Из норы есть еще один, запасной выход в кусты, его проделал сам Лутра. Он, наверно, воспользовался бы им, если бы пришлось спасаться бегством, но вообще-то он служит скорей просто отдушиной; прикрытый ворохом опавших листьев, он прячется среди густого кустарника, так что человеку его трудно найти.

Тропинка проходит по берегу как раз над норой, чуть отступя от большого тополя, но сердце у Лутры не бьется учащеннее, когда над ним раздаются шаги; трехметровый слой земли отделяет его от человека, который и не подозревает, что под ним лежит растянувшись выдра. Потом шаги удаляются, и земля доносит постепенно стихающие звуки.

Нора чистая и сухая. В отличие от лисы, выдра — если только у нее нет детенышей — не втаскивает в свой дом добычу: маленькую рыбку она съедает плывя по реке, большую — на берегу, но не в норе.

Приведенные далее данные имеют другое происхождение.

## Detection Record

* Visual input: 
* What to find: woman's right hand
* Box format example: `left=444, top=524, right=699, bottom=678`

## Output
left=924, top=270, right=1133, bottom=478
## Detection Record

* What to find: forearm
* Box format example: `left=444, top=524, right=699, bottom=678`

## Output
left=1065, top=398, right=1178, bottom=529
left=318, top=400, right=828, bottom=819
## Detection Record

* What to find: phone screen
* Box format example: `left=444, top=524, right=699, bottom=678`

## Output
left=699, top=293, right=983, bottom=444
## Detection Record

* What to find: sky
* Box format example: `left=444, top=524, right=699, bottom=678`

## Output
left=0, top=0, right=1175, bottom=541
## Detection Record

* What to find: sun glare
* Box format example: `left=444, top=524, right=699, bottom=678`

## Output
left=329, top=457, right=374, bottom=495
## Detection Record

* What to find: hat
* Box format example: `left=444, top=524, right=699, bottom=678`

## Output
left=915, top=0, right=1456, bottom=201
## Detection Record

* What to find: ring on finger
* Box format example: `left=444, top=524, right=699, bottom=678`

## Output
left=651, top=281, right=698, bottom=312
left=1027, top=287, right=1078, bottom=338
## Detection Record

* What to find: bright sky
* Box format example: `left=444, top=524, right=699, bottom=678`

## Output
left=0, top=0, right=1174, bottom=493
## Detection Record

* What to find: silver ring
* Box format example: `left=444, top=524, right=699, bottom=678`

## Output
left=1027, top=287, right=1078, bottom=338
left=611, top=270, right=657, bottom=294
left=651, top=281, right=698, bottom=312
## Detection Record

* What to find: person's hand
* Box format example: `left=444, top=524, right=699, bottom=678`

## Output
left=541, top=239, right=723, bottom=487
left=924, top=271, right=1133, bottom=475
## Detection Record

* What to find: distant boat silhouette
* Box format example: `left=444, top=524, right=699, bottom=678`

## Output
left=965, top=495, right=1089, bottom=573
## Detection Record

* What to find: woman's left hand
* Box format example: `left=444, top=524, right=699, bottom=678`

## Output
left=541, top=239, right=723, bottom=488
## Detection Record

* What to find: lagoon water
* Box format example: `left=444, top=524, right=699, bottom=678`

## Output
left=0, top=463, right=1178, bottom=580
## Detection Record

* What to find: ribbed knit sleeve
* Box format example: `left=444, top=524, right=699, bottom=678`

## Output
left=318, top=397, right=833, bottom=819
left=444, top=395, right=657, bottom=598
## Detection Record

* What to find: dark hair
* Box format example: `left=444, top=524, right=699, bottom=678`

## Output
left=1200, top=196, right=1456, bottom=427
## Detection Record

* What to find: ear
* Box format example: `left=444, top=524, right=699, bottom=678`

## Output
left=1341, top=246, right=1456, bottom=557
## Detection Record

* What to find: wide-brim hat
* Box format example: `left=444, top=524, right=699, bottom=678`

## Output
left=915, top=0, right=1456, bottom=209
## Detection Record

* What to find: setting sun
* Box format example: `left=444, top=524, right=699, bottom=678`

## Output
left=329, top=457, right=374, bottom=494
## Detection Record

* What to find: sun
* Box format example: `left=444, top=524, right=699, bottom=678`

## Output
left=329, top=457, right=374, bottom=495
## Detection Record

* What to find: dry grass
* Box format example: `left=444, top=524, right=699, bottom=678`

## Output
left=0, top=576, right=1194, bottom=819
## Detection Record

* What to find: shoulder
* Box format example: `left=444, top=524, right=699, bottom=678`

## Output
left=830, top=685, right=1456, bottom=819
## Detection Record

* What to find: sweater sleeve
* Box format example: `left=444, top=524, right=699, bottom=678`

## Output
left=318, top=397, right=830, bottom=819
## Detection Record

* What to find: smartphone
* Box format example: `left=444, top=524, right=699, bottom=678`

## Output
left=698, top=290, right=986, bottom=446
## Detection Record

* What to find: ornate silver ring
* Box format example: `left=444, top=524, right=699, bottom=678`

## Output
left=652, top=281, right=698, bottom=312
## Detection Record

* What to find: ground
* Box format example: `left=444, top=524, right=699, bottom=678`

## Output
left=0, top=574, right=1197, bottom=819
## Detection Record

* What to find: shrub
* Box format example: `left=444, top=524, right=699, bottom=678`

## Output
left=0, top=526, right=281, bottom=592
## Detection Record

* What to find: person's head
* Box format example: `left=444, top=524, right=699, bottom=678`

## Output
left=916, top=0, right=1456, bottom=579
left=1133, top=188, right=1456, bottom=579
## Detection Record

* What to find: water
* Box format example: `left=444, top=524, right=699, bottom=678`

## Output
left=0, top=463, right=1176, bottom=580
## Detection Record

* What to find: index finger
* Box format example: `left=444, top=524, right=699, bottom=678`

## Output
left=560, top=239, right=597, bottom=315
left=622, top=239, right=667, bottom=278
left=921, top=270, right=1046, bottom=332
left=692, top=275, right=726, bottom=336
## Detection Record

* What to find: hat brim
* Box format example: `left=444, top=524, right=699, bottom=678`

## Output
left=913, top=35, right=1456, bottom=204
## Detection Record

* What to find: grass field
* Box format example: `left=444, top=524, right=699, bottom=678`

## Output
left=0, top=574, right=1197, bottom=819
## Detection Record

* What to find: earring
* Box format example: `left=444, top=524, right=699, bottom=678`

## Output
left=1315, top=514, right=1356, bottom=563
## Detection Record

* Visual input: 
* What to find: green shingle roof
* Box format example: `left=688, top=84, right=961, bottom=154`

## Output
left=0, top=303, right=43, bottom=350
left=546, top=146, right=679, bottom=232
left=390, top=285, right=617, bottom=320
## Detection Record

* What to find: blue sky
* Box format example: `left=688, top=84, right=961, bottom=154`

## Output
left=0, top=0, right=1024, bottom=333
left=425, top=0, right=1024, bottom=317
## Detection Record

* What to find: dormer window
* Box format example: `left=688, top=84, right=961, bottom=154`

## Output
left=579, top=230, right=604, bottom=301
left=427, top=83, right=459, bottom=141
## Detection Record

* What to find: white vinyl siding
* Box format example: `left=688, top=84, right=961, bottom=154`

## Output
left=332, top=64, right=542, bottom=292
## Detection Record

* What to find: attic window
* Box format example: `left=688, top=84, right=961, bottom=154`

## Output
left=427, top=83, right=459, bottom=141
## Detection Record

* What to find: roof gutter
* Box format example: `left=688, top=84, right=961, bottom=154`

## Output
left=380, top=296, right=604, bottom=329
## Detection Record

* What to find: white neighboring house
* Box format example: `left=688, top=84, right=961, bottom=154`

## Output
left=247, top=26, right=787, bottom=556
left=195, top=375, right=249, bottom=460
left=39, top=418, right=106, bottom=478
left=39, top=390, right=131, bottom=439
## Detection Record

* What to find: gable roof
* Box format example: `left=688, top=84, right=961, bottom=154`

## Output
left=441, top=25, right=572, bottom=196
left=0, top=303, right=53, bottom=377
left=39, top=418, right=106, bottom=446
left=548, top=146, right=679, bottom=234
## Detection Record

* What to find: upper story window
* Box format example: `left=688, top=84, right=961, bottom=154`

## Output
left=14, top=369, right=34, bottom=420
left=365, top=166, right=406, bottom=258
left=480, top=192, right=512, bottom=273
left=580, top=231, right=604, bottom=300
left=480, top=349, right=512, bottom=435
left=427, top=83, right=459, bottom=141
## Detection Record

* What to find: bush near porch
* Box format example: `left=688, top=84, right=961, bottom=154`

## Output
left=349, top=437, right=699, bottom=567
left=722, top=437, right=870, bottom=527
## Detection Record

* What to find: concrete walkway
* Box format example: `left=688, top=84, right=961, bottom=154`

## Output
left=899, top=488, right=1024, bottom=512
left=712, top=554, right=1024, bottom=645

Когда по воде скользит лодка и волны доносят плеск весел, уши-часовые у Лутры шевелятся проворней. Человек опасен. Никогда нельзя знать, что он замышляет, поэтому выдра открывает глаза и смотрит в водяное зеленое окно в конце туннеля. В нем мерцает бледный свет, и в норе то темней, то светлей, смотря по тому, затянуто небо облаками или светит солнце, какая вода, прозрачная или мутная, и когда происходит дело, утром или вечером. Устье туннеля смотрит на противоположный, восточный берег, и после полудня окошко в тени. Лутра мог бы пользоваться им вместо часов, но он не знает, что такое часы, и на бег времени ему указывает только желудок. Голод он чувствует обычно вечером, когда приближается час охоты.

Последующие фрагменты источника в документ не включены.